Typically, all the elements in a block are assigned to a single rigid body. However, it is sometimes necessary to define a large number of rigid bodies. It would be unwieldy to create a separate block for each rigid body. To avoid this, it is possible to create an element attribute in the input mesh file that contains an integer ID used to denote the rigid body in which each element should belong. The RIGID BODIES FROM ATTRIBUTES command is used to associate the attribute with the rigid body IDs. This command must be used in conjunction with the RIGID BODY command. These commands are used in the context of the section block. They are shown here in the SOLID SECTION block, but they can be used with any section type that supports rigid bodies.

BEGIN SOLID SECTION <string>sec_name
  RIGID BODIES FROM ATTRIBUTES = <integer>first_id to
    <integer>last_id
  RIGID BODY = <string>rigid_body_name
END

If the RIGID BODIES FROM ATTRIBUTES command is used, a series of rigid bodies will be created. These rigid bodies are named using the specified rigid_body_name, followed by an underscore (_), and then by an integer ID, which ranges between the specified value of first_id and last_id. Elements having an attribute value equal to a given ID are added to the corresponding rigid body.

When referencing the rigid body name for to apply boundary conditions, it is important to specify the entire name of the rigid body, including the underscore and ID. For example, a name such as part_a_1 would be used in a boundary condition. Similarly, specific rigid bodies created with RIGID BODIES FROM ATTRIBUTES can be have rigid body properties REFERENCE LOCATION, MASS ``, ``POINT MASS ``, ``INERTIA ``, and ``POINT INERTIA set using a name such as part_a_1.

6.3.2. Output

Sierra/SM automatically outputs quantities such as displacement for the reference location of the rigid body. The name assigned to a rigid body will be used to construct variable names that give the quantities. This lets the user identify the output associated with a rigid body based on the name assigned to the rigid body.

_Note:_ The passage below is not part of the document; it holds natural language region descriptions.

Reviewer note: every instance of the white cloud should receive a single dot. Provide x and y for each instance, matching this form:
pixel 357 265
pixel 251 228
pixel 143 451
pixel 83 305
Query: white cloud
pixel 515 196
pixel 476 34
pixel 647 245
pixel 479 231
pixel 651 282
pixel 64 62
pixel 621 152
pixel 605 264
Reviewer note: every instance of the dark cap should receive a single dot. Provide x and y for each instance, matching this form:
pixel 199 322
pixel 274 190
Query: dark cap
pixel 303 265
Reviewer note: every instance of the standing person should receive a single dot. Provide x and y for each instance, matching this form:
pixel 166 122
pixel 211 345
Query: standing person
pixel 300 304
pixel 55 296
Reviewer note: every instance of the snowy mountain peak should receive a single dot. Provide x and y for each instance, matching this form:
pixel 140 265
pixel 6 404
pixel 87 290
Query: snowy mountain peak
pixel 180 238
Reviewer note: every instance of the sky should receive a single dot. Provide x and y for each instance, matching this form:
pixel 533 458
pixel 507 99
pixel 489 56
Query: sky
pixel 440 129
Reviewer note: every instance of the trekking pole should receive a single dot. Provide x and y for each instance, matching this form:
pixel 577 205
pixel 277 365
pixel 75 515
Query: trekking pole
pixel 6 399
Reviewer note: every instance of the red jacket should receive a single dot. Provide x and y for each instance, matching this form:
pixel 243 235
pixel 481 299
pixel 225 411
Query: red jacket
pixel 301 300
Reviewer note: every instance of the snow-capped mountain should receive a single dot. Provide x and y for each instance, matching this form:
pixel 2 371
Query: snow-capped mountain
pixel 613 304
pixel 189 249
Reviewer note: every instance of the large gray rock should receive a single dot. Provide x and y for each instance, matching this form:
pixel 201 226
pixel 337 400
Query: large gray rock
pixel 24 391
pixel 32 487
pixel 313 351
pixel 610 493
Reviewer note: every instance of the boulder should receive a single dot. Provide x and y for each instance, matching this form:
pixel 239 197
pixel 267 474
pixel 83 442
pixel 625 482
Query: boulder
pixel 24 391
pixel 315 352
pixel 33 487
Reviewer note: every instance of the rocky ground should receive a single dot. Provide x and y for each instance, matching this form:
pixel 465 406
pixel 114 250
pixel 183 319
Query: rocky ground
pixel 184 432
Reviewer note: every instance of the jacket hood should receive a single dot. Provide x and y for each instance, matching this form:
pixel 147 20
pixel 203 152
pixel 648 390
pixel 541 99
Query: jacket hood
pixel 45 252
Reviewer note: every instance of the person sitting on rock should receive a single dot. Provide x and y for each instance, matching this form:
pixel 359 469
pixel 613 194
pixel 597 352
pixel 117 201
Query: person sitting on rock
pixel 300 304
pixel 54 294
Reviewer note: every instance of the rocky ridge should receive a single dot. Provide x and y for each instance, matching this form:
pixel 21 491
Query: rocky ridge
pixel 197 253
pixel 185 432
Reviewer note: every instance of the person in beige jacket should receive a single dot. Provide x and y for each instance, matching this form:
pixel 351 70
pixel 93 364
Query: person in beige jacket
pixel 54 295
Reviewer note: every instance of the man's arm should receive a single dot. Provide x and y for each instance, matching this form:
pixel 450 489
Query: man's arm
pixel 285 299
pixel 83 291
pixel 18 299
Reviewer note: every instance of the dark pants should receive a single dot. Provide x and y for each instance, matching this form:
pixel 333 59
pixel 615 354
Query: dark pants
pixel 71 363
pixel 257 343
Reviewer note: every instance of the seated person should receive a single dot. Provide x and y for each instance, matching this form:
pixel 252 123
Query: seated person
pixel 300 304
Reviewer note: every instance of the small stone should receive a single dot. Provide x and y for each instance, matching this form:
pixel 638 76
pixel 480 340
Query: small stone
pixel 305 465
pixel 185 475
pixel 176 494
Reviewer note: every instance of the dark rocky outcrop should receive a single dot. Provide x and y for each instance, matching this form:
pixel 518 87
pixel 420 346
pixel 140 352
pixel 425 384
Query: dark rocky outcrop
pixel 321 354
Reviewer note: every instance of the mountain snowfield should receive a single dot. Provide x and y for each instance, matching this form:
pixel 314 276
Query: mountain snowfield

Immediately before the results file is written, the accelerations for nodes associated with a rigid body are updated to reflect the accelerations due to the rigid-body constraints. This ensures that the accelerations sent to the results output are correct for a given time.

Sierra/SM automatically generates and outputs global data associated with the rigid body (e.g., displacement and quaternion). See Section 9.12.1 for details on global variable output. Individual field components may be output as discussed in Section 9.1.4 and Table Table 9.5. In general the field component fieldi of the rigid body named part_a will be written to the output file(s) with the name FIELDI_PART_A.

In addition to being represented in the mesh file by the grouping of element objects that represent the rigid body each rigid body will also be represented by a sphere element. These rigid body elements will be placed in a new element block in the results output file named RigidBodyOutputPart. Net quantities of the rigid body such as rotation rate, net force, and velocity can be plotted on these sphere elements.